Artinya: Dan tidak ada dosa bagimu meminang perempuan-perempuan itu dengan sindiran atau kamu sembunyikan (keinginanmu) dalam hati. Allah mengetahui bahwa kamu akan menyebut-nyebut kepada mereka. Tetapi janganlah kamu membuat perjanjian (untuk menikah) dengan mereka secara rahasia, kecuali sekedar mengucapkan kata-kata yang baik. Dan janganlah kamu menetapkan akad nikah, sebelum habis masa idahnya. Ketahuilah bahwa Allah mengetahui apa yang ada dalam hatimu, maka takutlah kepada-Nya. Dan ketahuilah bahwa Allah Maha Pengampun, Maha Penyantun. (QS.Al-Baqarah: 235)

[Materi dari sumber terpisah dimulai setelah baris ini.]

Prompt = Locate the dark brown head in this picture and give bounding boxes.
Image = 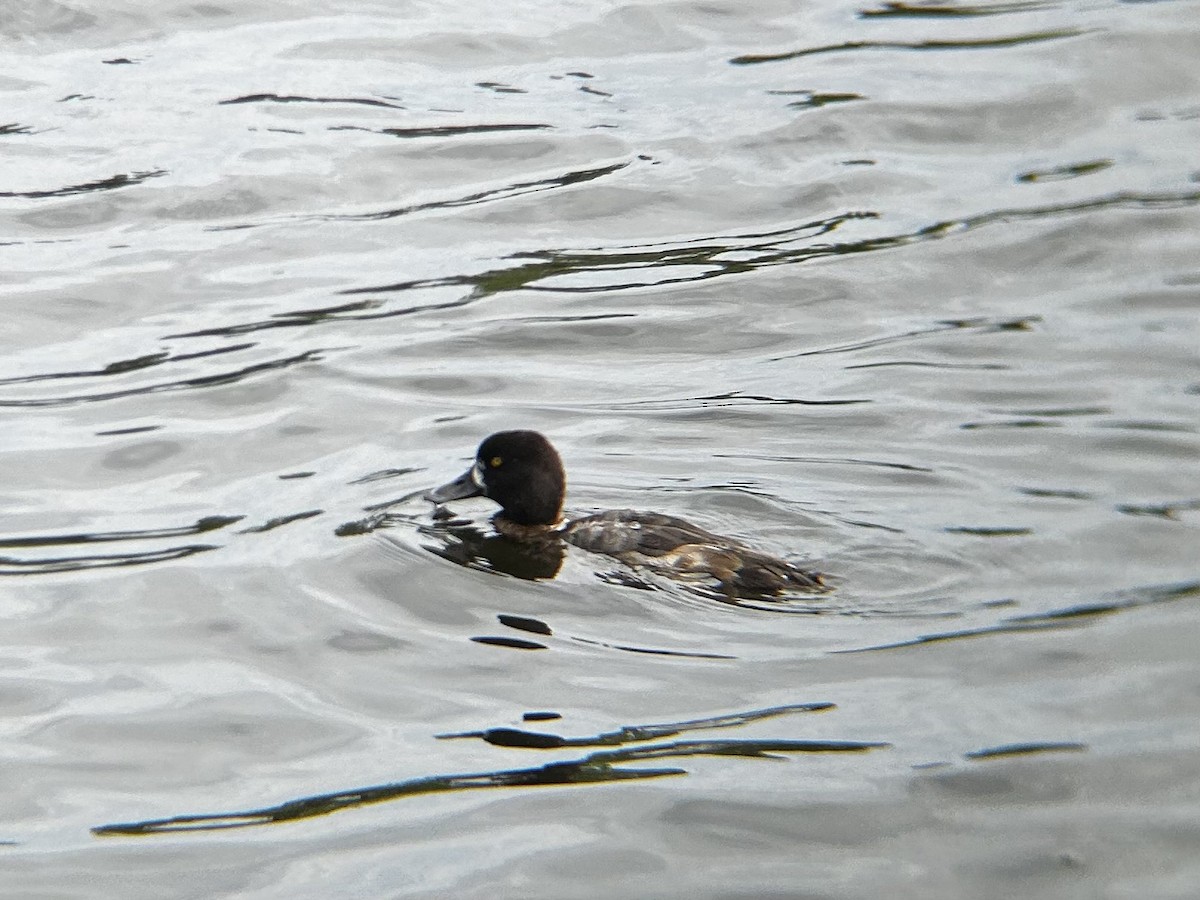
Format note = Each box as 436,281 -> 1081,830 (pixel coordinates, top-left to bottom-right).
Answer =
425,430 -> 566,526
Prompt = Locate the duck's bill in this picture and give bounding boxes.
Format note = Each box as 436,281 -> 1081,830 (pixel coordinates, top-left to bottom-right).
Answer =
424,464 -> 484,504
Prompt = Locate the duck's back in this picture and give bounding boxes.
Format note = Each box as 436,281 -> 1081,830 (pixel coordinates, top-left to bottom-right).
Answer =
562,509 -> 823,594
563,509 -> 726,556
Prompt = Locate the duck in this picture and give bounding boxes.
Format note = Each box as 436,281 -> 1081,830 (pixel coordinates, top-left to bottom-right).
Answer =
424,430 -> 825,596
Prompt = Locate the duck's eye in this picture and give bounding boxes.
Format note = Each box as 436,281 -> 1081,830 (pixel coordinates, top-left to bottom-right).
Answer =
489,456 -> 503,468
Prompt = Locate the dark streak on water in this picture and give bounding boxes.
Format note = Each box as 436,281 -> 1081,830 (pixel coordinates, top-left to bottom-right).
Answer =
729,28 -> 1087,65
841,580 -> 1200,653
858,2 -> 1052,18
220,93 -> 408,110
0,350 -> 325,408
0,168 -> 168,199
965,742 -> 1088,760
93,704 -> 881,836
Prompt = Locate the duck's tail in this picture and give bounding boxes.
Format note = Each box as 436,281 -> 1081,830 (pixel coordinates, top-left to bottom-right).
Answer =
786,564 -> 826,592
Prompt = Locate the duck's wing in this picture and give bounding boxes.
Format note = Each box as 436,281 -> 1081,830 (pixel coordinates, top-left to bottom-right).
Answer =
731,548 -> 825,592
565,509 -> 825,594
563,509 -> 731,557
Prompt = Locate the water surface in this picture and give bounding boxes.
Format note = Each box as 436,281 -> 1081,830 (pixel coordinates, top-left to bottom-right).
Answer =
2,0 -> 1199,896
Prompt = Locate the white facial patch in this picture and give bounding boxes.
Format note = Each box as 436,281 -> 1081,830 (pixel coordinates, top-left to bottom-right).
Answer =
471,461 -> 486,490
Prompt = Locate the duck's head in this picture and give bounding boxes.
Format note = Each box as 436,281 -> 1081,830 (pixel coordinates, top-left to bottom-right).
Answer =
425,430 -> 565,526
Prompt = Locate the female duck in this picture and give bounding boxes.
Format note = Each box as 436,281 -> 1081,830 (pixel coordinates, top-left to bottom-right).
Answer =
426,430 -> 825,596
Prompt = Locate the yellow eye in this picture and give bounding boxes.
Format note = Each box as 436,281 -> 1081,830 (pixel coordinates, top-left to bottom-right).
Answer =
490,456 -> 503,468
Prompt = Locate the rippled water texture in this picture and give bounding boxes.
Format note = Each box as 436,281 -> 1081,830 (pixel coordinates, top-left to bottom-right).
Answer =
3,0 -> 1199,896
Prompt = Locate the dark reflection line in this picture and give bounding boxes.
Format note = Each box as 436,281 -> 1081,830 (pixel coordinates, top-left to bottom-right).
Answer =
572,640 -> 734,659
774,316 -> 1039,361
219,93 -> 406,109
0,169 -> 168,199
165,300 -> 385,338
173,186 -> 1198,346
190,213 -> 865,337
584,391 -> 866,410
845,360 -> 1008,370
555,628 -> 736,659
711,453 -> 933,473
471,636 -> 547,650
836,618 -> 1072,651
642,482 -> 775,502
166,304 -> 638,342
507,213 -> 868,295
325,158 -> 623,223
0,343 -> 255,387
1017,487 -> 1094,501
337,122 -> 553,139
348,467 -> 423,486
497,614 -> 552,635
509,312 -> 637,325
859,1 -> 1052,18
554,215 -> 878,254
253,300 -> 378,319
0,544 -> 217,575
92,737 -> 888,836
357,489 -> 429,515
730,28 -> 1085,65
207,160 -> 629,231
96,425 -> 161,436
1115,499 -> 1200,520
437,702 -> 835,749
965,741 -> 1087,760
1008,579 -> 1200,622
489,612 -> 739,657
1,123 -> 35,135
911,187 -> 1200,231
493,189 -> 1199,299
944,526 -> 1032,537
960,418 -> 1053,430
1,237 -> 77,249
171,294 -> 470,339
1017,158 -> 1112,183
841,578 -> 1200,652
1095,418 -> 1195,434
477,82 -> 527,94
237,510 -> 324,534
830,515 -> 905,534
0,515 -> 242,549
782,92 -> 864,110
1003,405 -> 1108,417
0,350 -> 323,409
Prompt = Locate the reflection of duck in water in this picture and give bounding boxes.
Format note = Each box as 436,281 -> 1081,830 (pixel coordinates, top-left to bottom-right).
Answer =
420,512 -> 567,582
426,430 -> 825,597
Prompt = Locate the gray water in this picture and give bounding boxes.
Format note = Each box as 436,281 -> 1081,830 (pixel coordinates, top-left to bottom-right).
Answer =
3,0 -> 1199,897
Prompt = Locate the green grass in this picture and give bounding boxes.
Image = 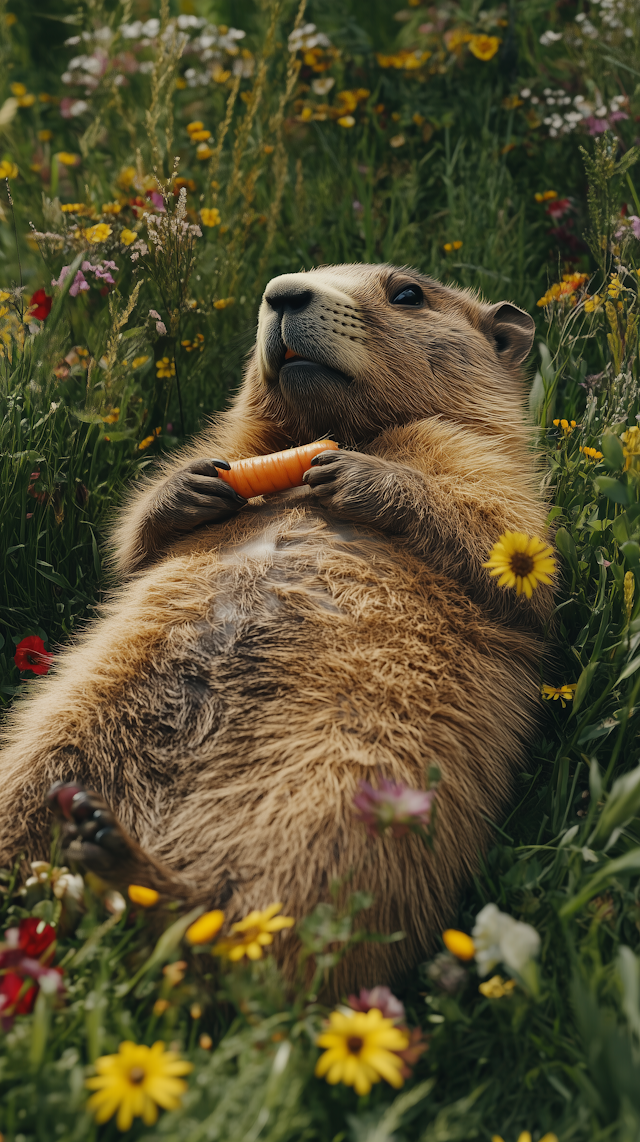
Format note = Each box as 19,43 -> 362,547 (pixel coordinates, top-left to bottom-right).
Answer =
2,1 -> 640,1138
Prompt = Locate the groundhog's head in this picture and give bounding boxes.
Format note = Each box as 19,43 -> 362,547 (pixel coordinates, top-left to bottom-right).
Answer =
244,263 -> 535,446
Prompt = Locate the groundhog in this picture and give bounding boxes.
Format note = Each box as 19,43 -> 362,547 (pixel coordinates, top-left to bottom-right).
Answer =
0,263 -> 553,990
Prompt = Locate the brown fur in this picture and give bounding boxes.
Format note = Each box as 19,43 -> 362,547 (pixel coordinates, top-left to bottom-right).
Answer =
0,264 -> 553,991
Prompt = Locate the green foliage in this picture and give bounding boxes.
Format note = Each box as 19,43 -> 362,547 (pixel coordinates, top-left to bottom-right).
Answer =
2,0 -> 640,1139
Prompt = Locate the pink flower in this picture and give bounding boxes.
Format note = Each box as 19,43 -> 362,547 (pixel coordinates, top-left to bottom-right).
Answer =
347,986 -> 405,1022
629,215 -> 640,240
353,779 -> 436,838
69,271 -> 90,297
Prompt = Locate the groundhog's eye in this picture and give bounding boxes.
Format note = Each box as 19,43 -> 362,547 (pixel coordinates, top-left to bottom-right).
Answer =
390,285 -> 423,307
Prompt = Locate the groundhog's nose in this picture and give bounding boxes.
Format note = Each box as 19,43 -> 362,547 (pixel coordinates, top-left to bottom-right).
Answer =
264,285 -> 313,316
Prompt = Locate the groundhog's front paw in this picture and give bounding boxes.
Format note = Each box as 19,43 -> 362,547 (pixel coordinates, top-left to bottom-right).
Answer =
302,449 -> 395,527
156,459 -> 247,534
46,781 -> 135,875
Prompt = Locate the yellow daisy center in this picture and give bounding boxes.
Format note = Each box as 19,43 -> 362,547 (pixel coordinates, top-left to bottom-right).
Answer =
346,1036 -> 364,1054
128,1067 -> 145,1084
509,551 -> 535,577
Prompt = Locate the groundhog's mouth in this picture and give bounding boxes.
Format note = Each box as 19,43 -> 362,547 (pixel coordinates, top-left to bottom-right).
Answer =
278,347 -> 352,386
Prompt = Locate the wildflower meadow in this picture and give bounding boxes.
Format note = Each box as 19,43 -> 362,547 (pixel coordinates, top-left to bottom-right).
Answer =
2,0 -> 640,1138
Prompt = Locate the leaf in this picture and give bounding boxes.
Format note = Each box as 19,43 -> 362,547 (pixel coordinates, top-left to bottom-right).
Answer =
621,541 -> 640,571
555,527 -> 579,574
36,564 -> 71,590
116,906 -> 204,996
572,661 -> 599,716
560,848 -> 640,918
73,409 -> 107,424
601,431 -> 625,471
618,656 -> 640,682
595,476 -> 632,505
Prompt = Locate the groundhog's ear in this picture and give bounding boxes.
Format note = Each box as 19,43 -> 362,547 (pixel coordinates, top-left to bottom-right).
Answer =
485,302 -> 535,366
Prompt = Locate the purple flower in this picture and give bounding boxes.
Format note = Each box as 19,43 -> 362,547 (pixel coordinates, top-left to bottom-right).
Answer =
146,190 -> 166,211
348,986 -> 405,1022
149,309 -> 162,320
630,216 -> 640,240
69,271 -> 90,297
352,200 -> 363,214
585,117 -> 610,135
155,321 -> 167,335
51,266 -> 70,288
353,778 -> 436,838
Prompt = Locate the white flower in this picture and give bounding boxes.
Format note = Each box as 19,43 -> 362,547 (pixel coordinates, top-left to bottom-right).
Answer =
312,77 -> 335,95
539,30 -> 563,45
472,903 -> 541,977
53,871 -> 85,904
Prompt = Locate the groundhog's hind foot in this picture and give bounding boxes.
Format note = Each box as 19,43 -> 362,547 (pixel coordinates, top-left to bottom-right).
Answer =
46,782 -> 187,899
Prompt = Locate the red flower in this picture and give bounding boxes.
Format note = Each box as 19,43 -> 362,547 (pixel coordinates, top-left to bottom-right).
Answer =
545,198 -> 571,220
29,289 -> 53,321
17,917 -> 56,959
14,635 -> 53,675
0,972 -> 37,1018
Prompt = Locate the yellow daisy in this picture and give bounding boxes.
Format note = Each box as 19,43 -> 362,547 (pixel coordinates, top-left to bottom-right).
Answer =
478,975 -> 516,998
86,1040 -> 193,1131
483,531 -> 556,598
213,902 -> 294,962
541,683 -> 577,709
315,1008 -> 409,1096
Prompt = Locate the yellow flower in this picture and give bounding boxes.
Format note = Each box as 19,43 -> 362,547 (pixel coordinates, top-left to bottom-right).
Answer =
200,207 -> 221,228
0,160 -> 18,179
190,128 -> 212,143
187,120 -> 204,134
541,683 -> 577,709
534,190 -> 557,202
468,34 -> 501,61
38,129 -> 53,142
445,28 -> 472,51
337,115 -> 355,128
120,228 -> 138,246
483,531 -> 556,599
182,334 -> 205,352
84,223 -> 112,244
315,1008 -> 409,1096
493,1134 -> 557,1142
478,975 -> 516,998
552,417 -> 577,436
102,202 -> 122,214
56,151 -> 79,166
622,426 -> 640,470
10,82 -> 27,97
196,143 -> 213,160
625,569 -> 635,622
17,93 -> 36,107
131,355 -> 149,369
185,910 -> 225,945
579,446 -> 603,461
153,998 -> 170,1016
86,1040 -> 193,1131
199,1033 -> 213,1049
61,203 -> 88,214
443,929 -> 475,960
213,297 -> 233,309
128,884 -> 160,907
156,357 -> 175,379
584,294 -> 602,312
213,902 -> 294,962
608,274 -> 622,299
118,166 -> 136,189
102,407 -> 120,424
443,240 -> 463,252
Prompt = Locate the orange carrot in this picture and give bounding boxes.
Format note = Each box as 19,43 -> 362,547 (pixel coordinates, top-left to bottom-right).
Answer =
218,440 -> 338,499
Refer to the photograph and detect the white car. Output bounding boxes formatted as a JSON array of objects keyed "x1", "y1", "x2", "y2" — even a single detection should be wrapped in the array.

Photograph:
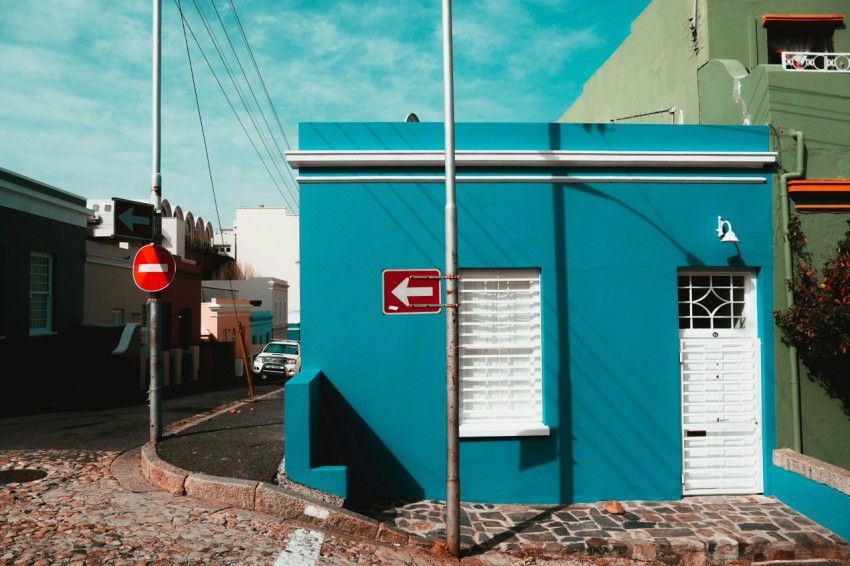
[{"x1": 253, "y1": 339, "x2": 301, "y2": 381}]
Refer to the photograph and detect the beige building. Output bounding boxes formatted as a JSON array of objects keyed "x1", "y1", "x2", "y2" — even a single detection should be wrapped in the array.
[{"x1": 216, "y1": 206, "x2": 300, "y2": 323}]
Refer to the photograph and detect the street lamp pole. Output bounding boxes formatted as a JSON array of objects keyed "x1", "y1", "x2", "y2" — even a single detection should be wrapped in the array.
[
  {"x1": 441, "y1": 0, "x2": 460, "y2": 557},
  {"x1": 149, "y1": 0, "x2": 164, "y2": 443}
]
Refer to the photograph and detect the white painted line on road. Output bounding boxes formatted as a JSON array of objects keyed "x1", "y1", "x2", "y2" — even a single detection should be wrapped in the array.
[
  {"x1": 304, "y1": 504, "x2": 329, "y2": 520},
  {"x1": 275, "y1": 528, "x2": 324, "y2": 566}
]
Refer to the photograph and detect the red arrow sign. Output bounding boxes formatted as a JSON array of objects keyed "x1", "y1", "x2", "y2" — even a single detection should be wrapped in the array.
[
  {"x1": 382, "y1": 269, "x2": 441, "y2": 314},
  {"x1": 133, "y1": 244, "x2": 176, "y2": 292}
]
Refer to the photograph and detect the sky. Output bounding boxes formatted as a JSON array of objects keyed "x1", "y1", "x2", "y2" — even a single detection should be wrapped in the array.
[{"x1": 1, "y1": 0, "x2": 650, "y2": 234}]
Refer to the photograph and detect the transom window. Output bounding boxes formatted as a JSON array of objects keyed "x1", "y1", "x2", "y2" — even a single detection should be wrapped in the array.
[
  {"x1": 458, "y1": 269, "x2": 547, "y2": 437},
  {"x1": 29, "y1": 252, "x2": 53, "y2": 335},
  {"x1": 678, "y1": 272, "x2": 755, "y2": 335}
]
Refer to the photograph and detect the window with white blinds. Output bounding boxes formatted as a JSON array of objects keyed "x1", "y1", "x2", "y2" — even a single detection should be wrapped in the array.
[
  {"x1": 29, "y1": 252, "x2": 53, "y2": 335},
  {"x1": 458, "y1": 269, "x2": 548, "y2": 437}
]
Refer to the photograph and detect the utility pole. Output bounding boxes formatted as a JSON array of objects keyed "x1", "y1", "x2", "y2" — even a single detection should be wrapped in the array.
[
  {"x1": 149, "y1": 0, "x2": 164, "y2": 443},
  {"x1": 441, "y1": 0, "x2": 460, "y2": 557}
]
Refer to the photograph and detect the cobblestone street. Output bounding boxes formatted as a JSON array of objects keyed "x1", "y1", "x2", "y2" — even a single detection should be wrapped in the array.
[
  {"x1": 2, "y1": 387, "x2": 846, "y2": 565},
  {"x1": 1, "y1": 449, "x2": 295, "y2": 564},
  {"x1": 0, "y1": 449, "x2": 567, "y2": 565}
]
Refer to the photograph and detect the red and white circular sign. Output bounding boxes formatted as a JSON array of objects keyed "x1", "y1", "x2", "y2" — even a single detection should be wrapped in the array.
[{"x1": 132, "y1": 244, "x2": 176, "y2": 292}]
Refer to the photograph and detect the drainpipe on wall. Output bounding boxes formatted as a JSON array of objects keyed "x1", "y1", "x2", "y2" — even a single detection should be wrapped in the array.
[{"x1": 778, "y1": 130, "x2": 805, "y2": 452}]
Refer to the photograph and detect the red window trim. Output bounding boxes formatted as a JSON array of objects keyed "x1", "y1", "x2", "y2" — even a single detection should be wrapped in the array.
[
  {"x1": 788, "y1": 179, "x2": 850, "y2": 193},
  {"x1": 762, "y1": 14, "x2": 844, "y2": 26},
  {"x1": 789, "y1": 180, "x2": 850, "y2": 211}
]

Kata ta’rid (sindiran) menurut As-Sauri, Syu’bah dan Ibnu Jarir adalah sebuah kalimat yang menurut adat kebiasaan suatu masyarakat yang dapat dipahami oleh masyarakat tersebut sebagai pinangan (lamaran) maka hal tersebut suah sah disebut sebagai khitbah. Sehingga khitbah tidak membutuhkan seperangkat ritual tertentu atau proses acara-acara tertentu untukmenjadi syaratnya. Kalua pun ada yang demikian itu hanyalah sebuah “pemanis” agar khitbah tersebut terasa istimewa.

Imam bukhori meriwayatkan secara ta’liq terkait ayat tersebut. Telah menceritakan kepadanya talq ibnu Ghanam, dari Zaidah, dari Mansur, dari Mujahid dan dari Ibnu Abbas sehubungan dengan Ayat 235 dari surat Al-Baqarah tersebut. Bahwa yang dimaksud dengan sindiran adalah bila seorang laki-laki mengatakan, “sesungguhnya aku ingin menikah. Sesungguhnya wanita benar-benar hajatku. Aku berharap semoga dimudahkan untuk mendapat wanita yang sholehah.”  Dihadapan walinya ataupun wanita yang ingin dinikahinya (janda yang sudah tuntas masa ‘iddah-nya), hal itu merupakan suatu khitbah.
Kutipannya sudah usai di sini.